The coup by the Houthi movement, formalized last Friday, has now turned that model on its head and is raising questions about a continuing US role in trying to curtail the influence of Yemen-based Al Qaeda in the Arabian Peninsula (AQAP), the affiliate of Al Qaeda that has shown the most ability and willingness to carry out terrorist attacks in the West in recent years.
US officials cited the chaotic security situation in the capital, Sanaa, for the move to close the embassy and said US training of Yemeni soldiers will continue.
But with the Shiite Houthi movement, which has close ties to Iran and and includes "death to America" in one of its best known slogans, keeping President Abed Rabbo Mansour Hadi under under house arrest and the risk of civil war growing, ongoing US efforts inside Yemen look tenuous.

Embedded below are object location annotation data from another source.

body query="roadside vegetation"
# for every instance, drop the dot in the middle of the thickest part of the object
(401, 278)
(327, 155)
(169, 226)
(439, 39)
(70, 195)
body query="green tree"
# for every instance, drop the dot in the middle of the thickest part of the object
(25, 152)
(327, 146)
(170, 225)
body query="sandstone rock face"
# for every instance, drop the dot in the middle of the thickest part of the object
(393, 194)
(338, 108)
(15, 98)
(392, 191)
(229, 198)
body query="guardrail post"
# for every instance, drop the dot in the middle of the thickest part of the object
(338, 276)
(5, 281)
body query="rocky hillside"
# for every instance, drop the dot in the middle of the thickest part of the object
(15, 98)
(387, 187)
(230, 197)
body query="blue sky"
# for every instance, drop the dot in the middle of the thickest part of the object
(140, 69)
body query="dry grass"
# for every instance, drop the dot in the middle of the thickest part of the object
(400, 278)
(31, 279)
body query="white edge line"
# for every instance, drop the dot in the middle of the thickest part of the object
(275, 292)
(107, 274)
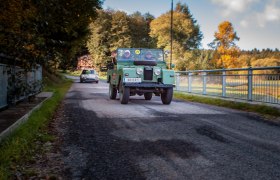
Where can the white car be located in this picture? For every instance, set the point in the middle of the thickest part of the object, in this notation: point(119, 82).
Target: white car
point(89, 75)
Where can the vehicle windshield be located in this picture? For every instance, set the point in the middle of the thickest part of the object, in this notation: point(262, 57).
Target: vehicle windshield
point(88, 72)
point(134, 54)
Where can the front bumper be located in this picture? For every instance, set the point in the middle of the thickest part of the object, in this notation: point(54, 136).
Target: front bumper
point(148, 85)
point(89, 80)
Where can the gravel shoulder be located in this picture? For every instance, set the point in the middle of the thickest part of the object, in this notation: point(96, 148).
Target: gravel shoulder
point(98, 138)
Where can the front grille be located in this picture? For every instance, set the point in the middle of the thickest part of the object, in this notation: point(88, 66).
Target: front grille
point(148, 73)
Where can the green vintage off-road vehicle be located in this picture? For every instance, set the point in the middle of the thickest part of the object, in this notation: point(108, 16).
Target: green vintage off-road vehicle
point(142, 72)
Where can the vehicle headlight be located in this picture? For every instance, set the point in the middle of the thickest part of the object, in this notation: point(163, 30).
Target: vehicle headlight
point(139, 71)
point(157, 72)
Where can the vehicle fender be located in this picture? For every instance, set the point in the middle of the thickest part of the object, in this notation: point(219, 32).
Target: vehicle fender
point(168, 76)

Since 2010, the Obama administration has conducted a campaign of drone assassinations in the country, consisting of about 100 strikes that have killed hundreds of alleged AQAP supporters and dozens of civilians.

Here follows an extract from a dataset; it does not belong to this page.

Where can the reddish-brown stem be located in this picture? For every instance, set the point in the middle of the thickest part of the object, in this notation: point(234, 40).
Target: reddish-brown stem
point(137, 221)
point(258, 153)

While President Hadi and his predecessor were allies in that effort, ongoing intelligence support from Yemeni officials who answer to the Houthis appears unlikely.
The US isn't the only country whose mission in Sanaa is shredding documents and preparing to leave. Reuters reports that the UK, France, and Germany are also preparing to close up shop in the capital and have given their local staffs two months' paid leave.

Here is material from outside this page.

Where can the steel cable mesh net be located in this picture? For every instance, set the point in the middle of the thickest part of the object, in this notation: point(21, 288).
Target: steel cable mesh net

Yemen's Shiites make up about 30 percent of the country and are concentrated in the northwest. The Houthi movement are sworn enemies of AQAP, but since taking power, the Houthi leader, Abdel Malik al-Houthi, a son of the movement's founder, has railed against foreign interference in the country.
'Not a coup'
The New York Times published an interview with Saleh Ali al-Sammad, the senior Houthi official in the capital, in which he said the movement wants to share power with its Yemeni rivals and seeks good relations with the US and Saudi Arabia. The Saudis have been more alarmed by the rise of the powerful Shiite political and militia movement on their doorstep than by the threat from AQAP.
“Ansar Allah does not want anything more than partnership, not control,” Mr. Sammad told the Times, using his movement's formal name (which means "helpers of God.") "This was not a coup."
While calling an armed takeover of a country's capital, dissolving its parliament, and deposing its president and placing him under house arrest "not a coup" is novel, the US is likely to play ball with this characterization for as long as possible, since US law technically prohibits assistance to countries following armed takeovers.
The US has avoided calling the coup a "coup" so far. After the Houthis announced they'd seized control on Friday, State Department spokeswoman Marie Harf danced around the issue. "The unilateral declaration issued today by the Houthis does not meet the standard of a consensus-based solution to Yemen’s political crisis. There is a process under which you can change the government through the constitution," she said.
Asked point-blank if the US would designate what happened as a "military coup," potentially triggering a cutoff of military support, she responded: "I appreciate your constant attempts to get me to weigh into hypotheticals, but I’m just not going to here."
Just a slogan?
The US seems to be holding out hope for cooperation with the Houthis, something that Sammad hinted might be possible in his Times interview.
"It’s not in the interest of America and Saudi Arabia to see the economy in a crisis," he said. Asked about the "death to America" slogan that has now been plastered on walls across Sanaa, he said: "We’re not against the people of America, we’re just against its policies. It’s not meant to suggest harming American people. This is just a slogan.”
Whether it's an empty slogan or an honest expression of the movement's views, the US will have to come to grips with a new reality: Its counterterrorism model is in tatters, at a time when efforts to target AQAP have gained a renewed urgency – one of the murderers who participated in the Charlie Hebdo attacks in Paris last month trained with the group in Yemen.